My friend was paraphrasing the old joke about the Jew, stranded on a desert island, who builds two synagogues: one he attends, and one he would never step foot in. And her answer was more than partly tongue-in-cheek. But the more I thought about it, the more it seemed that her transformation of the joke, replacing the synagogue with a book club, was highly suggestive about the influence of book groups in Jewish life today.
Taking my friend's lead, I would like to propose the following argument: Jewish book clubs are today's havurot, attracting people not because of the intensity of a ritual-based community, but because of the fluidity of a culture-based one.
Thirty years ago, the havurah movement helped redefine Jewish life by offering a model of Jewish engagement that emphasized the intimate over the remote, the democratic over the hierarchical, the organic over the directed, and the active over the passive. Women and men had equal roles in this new community unit, and intellectual learning proceeded according to the interests and educational levels of the participants.
This sounds a lot like your average Jewish book group, a kind of "cultural havurah" that is often self-generated, self-motivated, small in scale and sensitive to the changing needs of its members. A generation ago, havurot drew in Jews unhappy with the increasingly large-scale post-war Jewish synagogues. Many, if not most, of these people had some Jewish background, and wanted to be part of an ongoing Jewish association that reflected the values of both the counter-culture and a small, traditional community of learning.
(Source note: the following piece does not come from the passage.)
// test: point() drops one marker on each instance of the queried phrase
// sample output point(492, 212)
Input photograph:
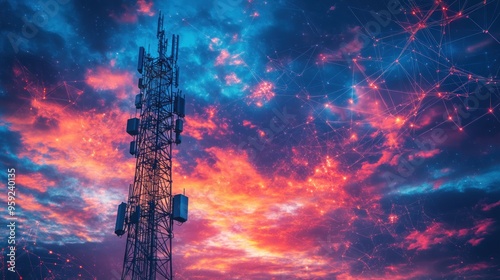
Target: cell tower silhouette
point(148, 217)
Today, Jewish book groups attract not just traditionally affiliated Jews, including those who grew up with havurot, but those Jews for whom a book club (and by extension Jewish culture) is the only expression of Jewish life they are comfortable with.
We live in a cultural world today. Whether it is the pervasive influence of the mass media, or the way politics has become mostly performance art, we increasingly look to the language and symbols of culture to structure our lives. The New York Times' Frank Rich may be our most important social and political critic because he understands that culture is the key to understanding American society.
This is true for the American Jewish community as well. Study after study suggests that most Jews consider themselves to be "cultural" rather than "religious" Jews, and that they are more likely to attend a Jewish film or book group than a synagogue service.
So it's natural, perhaps, that our communities, traditionally defined by religious institution, neighborhood, or guild, have become more cultural as well. And these new cultural communities (whether evanescent like a concert, or somewhat more stable like a long-standing book group) offer both a gateway into Jewish life, as well as a challenge to traditional ideas of transmitting Jewish identity.
The communal bonds of a book group, whether held at a Jewish institution or a private home, are relatively weak. This is probably one of the factors that draws otherwise unaffiliated Jews to it. Book club members meet episodically; their spiritual, social and familial concerns are filtered through a piece of literature; they are not financially bound to the group; they are not reliant on it for life cycle events; and they can leave any time with a minimum of disruption to their lives. This is not quite the "virtual" community made popular by the web and the anonymity it offers, but it is a kind of middle ground between that and more traditional communities.
The challenge is in transforming this new cultural institution into something that can influence the next generation, without losing the ambivalent feeling of semi-belonging that draws so many people to it in the first place.
The answer will come in a generation, when Jewish book groups have the potential to become multi-generational, bloom into something new, or fold up, a transitory phenomenon as Judaism marches further into the 21st century.
Dan Schifrin, director of literary programs at the National Foundation for Jewish Culture, is also a book group facilitator and novelist.